Lors de la dernière Cène, Jésus a fait une double promesse:
- celle d’assurer le salut par la croix, “une fois pour toutes”, tout en associant les apôtres à l’offrande sacrificielle de sa vie au Père.
-celle de permettre a tous ceux qui voudraient entrer dans le plan de salut de Dieu de participer à l’offrande sacrificielle qu’il revivrait lors des eucharisties, avec eux, jusqu’à son retour.
Le fait de donner sa vie n’est pas automatiquement “ salvateur”. Il faut, pour cela, que ce soit accompli par amour. Le 11 septembre 2001, les terroristes et les pompiers de New-York ont, les uns et les autres, donné leur vie. Mais c’était destructeur chez les uns et salvateur chez les autres, car dans la haine chez les premiers et dans l’amour chez les seconds.
C’est pour cela que Jésus a déclaré que sa vie ne lui était pas prise, mais que c’était lui qui l’offrait, par amour, pour le salut du monde. Et c’est cette même sorte de don qu’il a demandé de faire, lors des eucharisties, à ses disciples, en participation, avec lui pleinement présent, pour le salut du monde, en accomplissement du plan de Dieu.
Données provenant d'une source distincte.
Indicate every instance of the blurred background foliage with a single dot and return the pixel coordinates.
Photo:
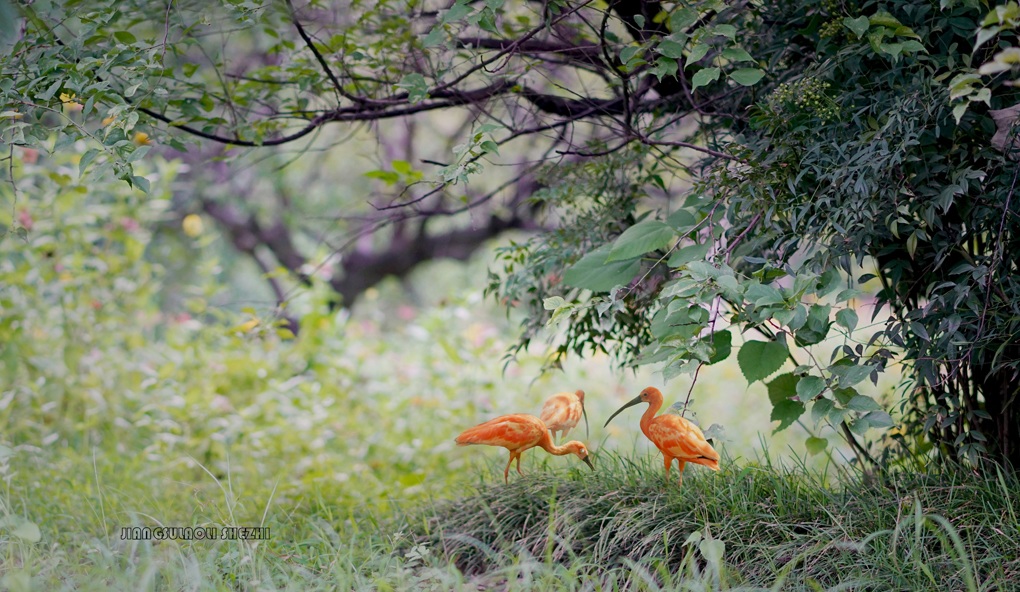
(256, 328)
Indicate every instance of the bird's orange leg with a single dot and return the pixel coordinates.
(506, 472)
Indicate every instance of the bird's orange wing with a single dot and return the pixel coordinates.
(511, 432)
(561, 411)
(681, 439)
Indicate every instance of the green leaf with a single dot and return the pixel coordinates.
(687, 254)
(820, 409)
(816, 327)
(848, 318)
(810, 387)
(697, 52)
(712, 550)
(414, 84)
(858, 26)
(863, 403)
(650, 235)
(786, 412)
(124, 37)
(554, 302)
(681, 18)
(735, 54)
(459, 10)
(878, 418)
(747, 76)
(759, 359)
(670, 48)
(763, 295)
(87, 159)
(722, 344)
(850, 376)
(664, 66)
(594, 273)
(782, 387)
(704, 77)
(815, 445)
(681, 220)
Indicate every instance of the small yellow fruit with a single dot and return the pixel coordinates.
(192, 225)
(69, 103)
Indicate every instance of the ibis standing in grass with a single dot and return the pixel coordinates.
(517, 433)
(672, 435)
(562, 411)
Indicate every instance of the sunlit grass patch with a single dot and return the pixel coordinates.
(776, 527)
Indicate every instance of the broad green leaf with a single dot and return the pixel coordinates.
(594, 273)
(697, 52)
(850, 376)
(681, 18)
(459, 10)
(747, 76)
(782, 387)
(820, 409)
(816, 326)
(704, 78)
(815, 445)
(414, 84)
(763, 295)
(722, 343)
(670, 48)
(858, 26)
(810, 387)
(687, 254)
(664, 66)
(736, 54)
(712, 550)
(681, 219)
(650, 235)
(786, 412)
(863, 403)
(124, 37)
(848, 318)
(759, 359)
(878, 418)
(553, 302)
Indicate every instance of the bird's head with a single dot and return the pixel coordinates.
(580, 450)
(649, 395)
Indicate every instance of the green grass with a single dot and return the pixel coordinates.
(747, 527)
(558, 528)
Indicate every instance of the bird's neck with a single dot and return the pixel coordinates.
(646, 420)
(547, 444)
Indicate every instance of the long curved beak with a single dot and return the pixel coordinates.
(583, 412)
(629, 403)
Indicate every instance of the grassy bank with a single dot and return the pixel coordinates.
(559, 528)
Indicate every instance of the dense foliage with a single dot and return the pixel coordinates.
(834, 142)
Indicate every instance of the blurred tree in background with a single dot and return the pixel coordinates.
(691, 171)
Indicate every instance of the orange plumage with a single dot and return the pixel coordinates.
(562, 411)
(517, 433)
(672, 435)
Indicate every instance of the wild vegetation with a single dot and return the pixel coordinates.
(803, 202)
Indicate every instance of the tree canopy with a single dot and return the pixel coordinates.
(697, 177)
La présence réelle de Jésus au cours des eucharisties, est la conséquence de la double adhésion au plan de salut de Dieu : celle de Jésus et celle des hommes. Elle est indispensable, mais secondaire par rapport a l`offrande sacrificielle qui réalise pleinement le plan de Dieu.
Plutôt que de se bloquer au niveau d’une opposition, entre chrétiens, sur la présence réelle, il est plus important d`arriver à une vision commune de la nécessaire rencontre entre l`offrande du Christ et celle des hommes par le biais de la “participation” des hommes au cours de l’eucharistie. Sur cette vision, l’entente doit être facile et constitue un premier pas vers la reconnaissance, par tous, de la présence réelle dont « l’évidente nécessité » tombe alors comme « un fruit mûr », devant notre raison !
REFLEXION (en s`aidant du texte de Jn 17 )
L`oecuménisme doit être pour nous l`occasion de grandir dans l`unité et la solidarité voulues par Jésus. Pour cela, avons-nous le souci de développer, avec tous nos frères chrétiens, ce qui peut nous unir, plutôt que ce qui nous divise encore, hélas?
Est-ce que je fais les efforts nécessaires dans ce sens? Est ce que, par mon attitude, j`aide les autres à agir aussi dans ce sens et à réaliser l`unité et la solidarité prévues par le plan de Dieu?